2.4: Word Processing Software

  • Page ID
    4103
  • What you’ll learn to do: Use common word processing software to write business messages

    There is a wide variety of word processing software used for business communication. A business document’s layout is usually simple, but do not mistake simple for lacking structure. There are expectations for page layout and formatting. Microsoft Word and Google Docs are two of the most common word processing software applications. This section presents an overview of how to use these applications to create a business letter.

    learning outcomes

    • Discuss common guidelines to create a professionally formatted document
    • Use Microsoft Word to create a visually appealing and accessible document
    • Use Google Docs to create a visually appealing and accessible document
    Formatting Business Writing

    In order to properly format a document, we must first understand the primary components of that document. These skills—including spacing, emphasis, and more—are the same skills used in emails, memos, business reports, and employability documents.

    Two of the most widely used examples of word processing software are Microsoft Word and Google Docs. Both Word and Google Docs provide the business writer with the formatting tools needed to create professional documents.

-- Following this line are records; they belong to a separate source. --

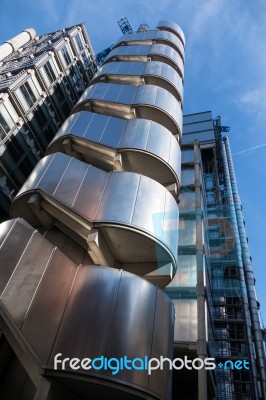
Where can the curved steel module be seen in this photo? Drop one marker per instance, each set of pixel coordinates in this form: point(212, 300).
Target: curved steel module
point(155, 52)
point(152, 37)
point(128, 101)
point(134, 145)
point(134, 214)
point(171, 27)
point(81, 312)
point(137, 73)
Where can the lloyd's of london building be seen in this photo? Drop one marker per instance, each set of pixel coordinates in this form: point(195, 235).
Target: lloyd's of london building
point(93, 265)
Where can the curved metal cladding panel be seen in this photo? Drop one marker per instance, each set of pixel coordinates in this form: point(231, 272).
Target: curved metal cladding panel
point(152, 72)
point(171, 27)
point(155, 52)
point(158, 37)
point(128, 101)
point(146, 147)
point(135, 215)
point(83, 312)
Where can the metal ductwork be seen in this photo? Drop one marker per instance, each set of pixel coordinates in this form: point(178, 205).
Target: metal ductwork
point(16, 42)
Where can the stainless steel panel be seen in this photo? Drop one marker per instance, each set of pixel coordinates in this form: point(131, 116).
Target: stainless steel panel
point(149, 101)
point(132, 332)
point(43, 319)
point(87, 321)
point(173, 27)
point(118, 200)
point(147, 38)
point(69, 180)
point(29, 269)
point(157, 52)
point(144, 144)
point(15, 234)
point(90, 193)
point(93, 314)
point(106, 200)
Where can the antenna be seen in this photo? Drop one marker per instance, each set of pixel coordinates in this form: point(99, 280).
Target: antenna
point(125, 26)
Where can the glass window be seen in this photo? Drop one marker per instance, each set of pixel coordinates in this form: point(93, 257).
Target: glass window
point(79, 42)
point(6, 122)
point(187, 232)
point(4, 128)
point(49, 72)
point(28, 94)
point(66, 55)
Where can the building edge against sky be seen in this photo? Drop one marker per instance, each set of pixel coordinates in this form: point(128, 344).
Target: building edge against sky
point(128, 126)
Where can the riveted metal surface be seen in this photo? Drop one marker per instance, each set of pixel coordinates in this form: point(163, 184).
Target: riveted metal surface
point(146, 38)
point(48, 303)
point(140, 295)
point(156, 52)
point(149, 102)
point(172, 27)
point(146, 146)
point(128, 200)
point(25, 277)
point(93, 295)
point(20, 234)
point(153, 72)
point(89, 312)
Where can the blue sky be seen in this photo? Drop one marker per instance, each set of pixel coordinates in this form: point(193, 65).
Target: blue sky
point(225, 72)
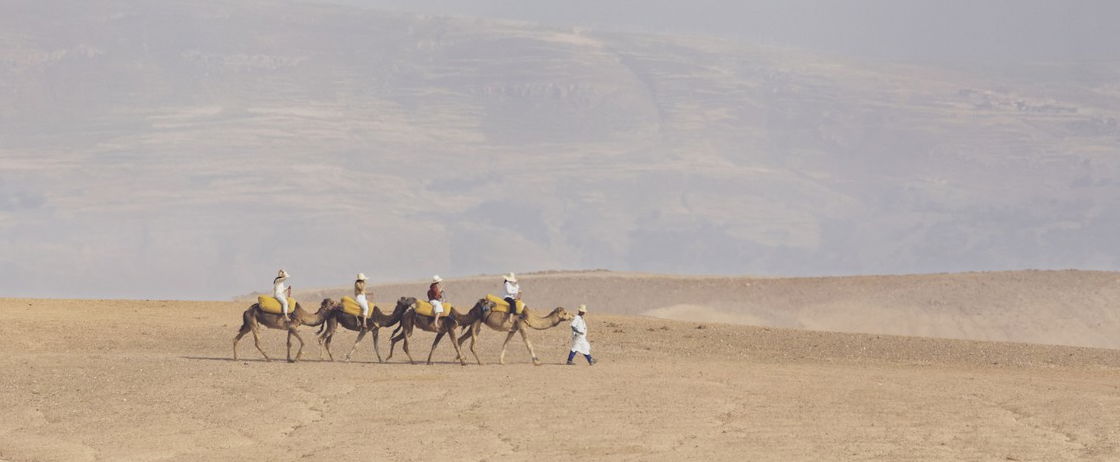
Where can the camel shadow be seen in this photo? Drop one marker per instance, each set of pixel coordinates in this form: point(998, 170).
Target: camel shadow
point(248, 359)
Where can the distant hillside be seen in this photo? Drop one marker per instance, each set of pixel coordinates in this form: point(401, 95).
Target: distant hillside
point(187, 149)
point(1054, 307)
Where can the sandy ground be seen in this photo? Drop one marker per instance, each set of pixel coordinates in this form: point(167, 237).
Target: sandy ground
point(85, 380)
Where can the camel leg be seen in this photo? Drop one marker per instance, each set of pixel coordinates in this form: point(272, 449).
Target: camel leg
point(434, 343)
point(458, 350)
point(289, 345)
point(406, 348)
point(257, 341)
point(299, 353)
point(392, 344)
point(474, 333)
point(529, 345)
point(244, 330)
point(375, 351)
point(501, 358)
point(326, 344)
point(360, 335)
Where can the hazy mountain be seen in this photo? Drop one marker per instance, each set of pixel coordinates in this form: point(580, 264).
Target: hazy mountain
point(188, 149)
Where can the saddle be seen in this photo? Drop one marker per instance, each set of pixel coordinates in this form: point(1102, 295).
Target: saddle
point(351, 306)
point(425, 308)
point(502, 306)
point(271, 305)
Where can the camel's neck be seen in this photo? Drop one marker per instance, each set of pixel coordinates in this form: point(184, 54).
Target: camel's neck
point(314, 319)
point(542, 322)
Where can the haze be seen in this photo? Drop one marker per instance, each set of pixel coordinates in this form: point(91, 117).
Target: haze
point(187, 149)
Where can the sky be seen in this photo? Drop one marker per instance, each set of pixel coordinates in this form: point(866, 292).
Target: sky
point(918, 30)
point(188, 149)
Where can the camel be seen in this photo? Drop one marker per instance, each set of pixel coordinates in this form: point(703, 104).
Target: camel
point(509, 322)
point(374, 323)
point(254, 317)
point(447, 326)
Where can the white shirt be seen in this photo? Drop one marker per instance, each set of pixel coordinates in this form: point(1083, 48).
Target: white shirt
point(579, 342)
point(512, 289)
point(279, 288)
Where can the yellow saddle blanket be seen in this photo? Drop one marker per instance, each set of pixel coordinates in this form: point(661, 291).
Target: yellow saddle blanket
point(351, 306)
point(271, 305)
point(425, 308)
point(502, 306)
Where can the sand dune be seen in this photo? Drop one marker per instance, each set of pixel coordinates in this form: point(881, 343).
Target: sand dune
point(1054, 307)
point(91, 380)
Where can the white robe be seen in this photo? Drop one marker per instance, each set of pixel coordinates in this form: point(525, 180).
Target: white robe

    Specifications of the basic letter, memo, or email format:

    • Paragraphs are not indented
    • Line spacing is 1.0 (or 1.15) in the paragraph
    • Line spacing is 2 between paragraphs
    • Left margin is justified/aligned, which means it looks like a straight line
    • Right margin is ragged (left aligned paragraph) or straight line (block paragraph)
    • Font size is 10 or 12 depending on font type (Arial and Times New Roman are common fonts because they are universal across PC and Mac platforms)
    Business Letter Format

    There are numerous online sources describing the format of a business letter. Many businesses have specific formats for communications coming from their organizations, and of course, those formats take precedence. There is likely pre-printed letterhead with the company logo and address available. Today, it is commonplace to include company email and website addresses in the address block or heading.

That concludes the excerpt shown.